Helaba has written a €420m (£301m) cheque to finance Orion Capital Management’s latest European acquisition.
The German bank has financed Orion’s €600m purchase of a portfolio of German offices from Credit Suisse Asset Management’s CS Euroreal fund. The five-year loan reflects a loan-to-value of 70%. A margin of less than 200bps has been agreed.
The 20-asset Odin portfolio includes the 194,000 sq ft Philips headquarters in Hamburg and has a vacancy rate of close to 30%.
German banks have been competing fiercely to maintain market share in their domestic markets where margins have plummeted over the past year. Helaba is understood to have won the mandate ahead of investment banks because of its lower cost of capital accessed through the pfandbrief market.

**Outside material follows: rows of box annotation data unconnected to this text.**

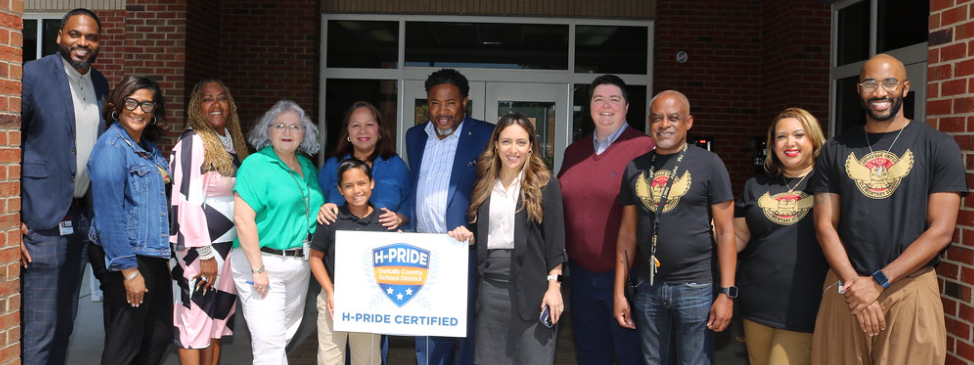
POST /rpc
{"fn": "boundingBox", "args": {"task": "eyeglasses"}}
[274,123,304,133]
[859,77,906,94]
[125,98,156,113]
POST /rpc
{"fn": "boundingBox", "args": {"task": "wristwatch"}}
[717,286,738,299]
[873,270,889,290]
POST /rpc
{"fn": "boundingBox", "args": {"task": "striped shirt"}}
[416,122,463,233]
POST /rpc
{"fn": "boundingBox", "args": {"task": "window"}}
[23,14,61,63]
[406,21,572,70]
[829,0,930,135]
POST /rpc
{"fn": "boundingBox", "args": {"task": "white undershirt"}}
[487,172,524,250]
[61,58,100,198]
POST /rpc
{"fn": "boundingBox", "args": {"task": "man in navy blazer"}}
[20,9,108,365]
[406,69,494,365]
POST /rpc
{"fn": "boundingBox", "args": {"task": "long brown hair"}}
[187,78,249,176]
[334,101,396,163]
[764,108,825,177]
[467,113,551,223]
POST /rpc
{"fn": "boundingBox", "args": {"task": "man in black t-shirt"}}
[614,90,737,364]
[808,54,967,365]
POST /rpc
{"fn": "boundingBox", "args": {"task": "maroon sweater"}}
[558,127,655,272]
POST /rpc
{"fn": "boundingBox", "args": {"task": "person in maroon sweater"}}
[558,75,654,365]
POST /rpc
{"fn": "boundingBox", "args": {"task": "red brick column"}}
[932,0,974,364]
[0,0,24,364]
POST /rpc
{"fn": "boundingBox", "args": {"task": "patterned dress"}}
[170,129,240,349]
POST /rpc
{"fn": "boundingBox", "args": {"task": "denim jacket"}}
[88,122,169,271]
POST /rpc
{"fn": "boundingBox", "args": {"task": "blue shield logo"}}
[372,243,430,308]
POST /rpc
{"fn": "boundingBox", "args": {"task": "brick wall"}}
[932,0,974,364]
[122,0,187,152]
[757,0,832,135]
[652,0,765,192]
[0,0,24,364]
[219,0,321,130]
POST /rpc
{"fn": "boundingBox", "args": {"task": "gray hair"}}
[247,99,321,155]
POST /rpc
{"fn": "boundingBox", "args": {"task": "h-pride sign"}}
[334,231,469,337]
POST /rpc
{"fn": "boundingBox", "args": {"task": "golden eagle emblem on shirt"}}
[758,191,814,226]
[845,150,914,199]
[636,170,693,213]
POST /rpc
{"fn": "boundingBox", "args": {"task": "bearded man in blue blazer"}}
[20,9,108,365]
[406,69,494,365]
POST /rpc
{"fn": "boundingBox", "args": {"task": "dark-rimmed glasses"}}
[125,98,156,113]
[859,77,906,94]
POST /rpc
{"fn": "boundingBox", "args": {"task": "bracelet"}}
[125,270,139,281]
[196,246,216,260]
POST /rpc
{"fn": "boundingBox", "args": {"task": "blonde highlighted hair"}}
[467,113,551,223]
[764,108,825,177]
[187,78,249,176]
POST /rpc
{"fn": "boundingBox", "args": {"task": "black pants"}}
[101,256,173,365]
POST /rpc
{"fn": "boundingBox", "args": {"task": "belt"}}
[260,247,304,257]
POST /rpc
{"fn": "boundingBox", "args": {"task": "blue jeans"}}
[569,262,642,365]
[633,282,714,365]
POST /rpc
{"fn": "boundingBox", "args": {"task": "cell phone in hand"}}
[538,306,555,328]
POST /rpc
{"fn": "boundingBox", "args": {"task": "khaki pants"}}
[744,319,812,365]
[812,267,947,365]
[318,290,382,365]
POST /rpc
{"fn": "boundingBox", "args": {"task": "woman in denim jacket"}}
[88,76,173,364]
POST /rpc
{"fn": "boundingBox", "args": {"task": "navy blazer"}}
[406,116,494,233]
[20,53,108,229]
[471,178,568,321]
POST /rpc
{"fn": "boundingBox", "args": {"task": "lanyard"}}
[281,156,311,240]
[649,143,690,285]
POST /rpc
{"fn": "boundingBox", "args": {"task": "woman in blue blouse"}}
[318,101,413,231]
[88,76,173,364]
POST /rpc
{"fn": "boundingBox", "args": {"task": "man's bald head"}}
[859,53,906,81]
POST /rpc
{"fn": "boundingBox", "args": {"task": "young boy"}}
[309,159,388,365]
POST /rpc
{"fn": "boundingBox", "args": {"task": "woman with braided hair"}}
[169,79,247,365]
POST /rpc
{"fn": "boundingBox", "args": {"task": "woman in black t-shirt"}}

Helaba has been one of Europe’s most active real estate financiers in the past year, lending €11.8bn to the sector in 2014. Last month it was part of a £400m three-member club that refinanced TIAA Henderson Real Estate’s UK Retail Warehouse Fund.
Orion’s purchase of the Odin portfolio is being made by its €1.3bn Orion European Real Estate Fund IV, which was closed at the end of 2013. The private equity investor has been selling out of investments it made early in the cycle in Spain while still trying to find value in the UK secondary shopping centre market, Italy and Germany.
Credit Suisse was forced to liquidate the then €6bn open-ended CS Euroreal fund in 2012 following a run on redemptions and its subsequent closure. At the end of the first quarter it still owned €3.3bn of net assets.
Only 4.3% or €14.3m remain in the UK following the £70m sale of the Aurora office building in Glasgow to M&G last month. The largest asset it still owns is the Le Befane shopping centre in Rimini, Italy, valued at €244.2m. Some 54.4%, or €1.8bn, of the assets are in Germany.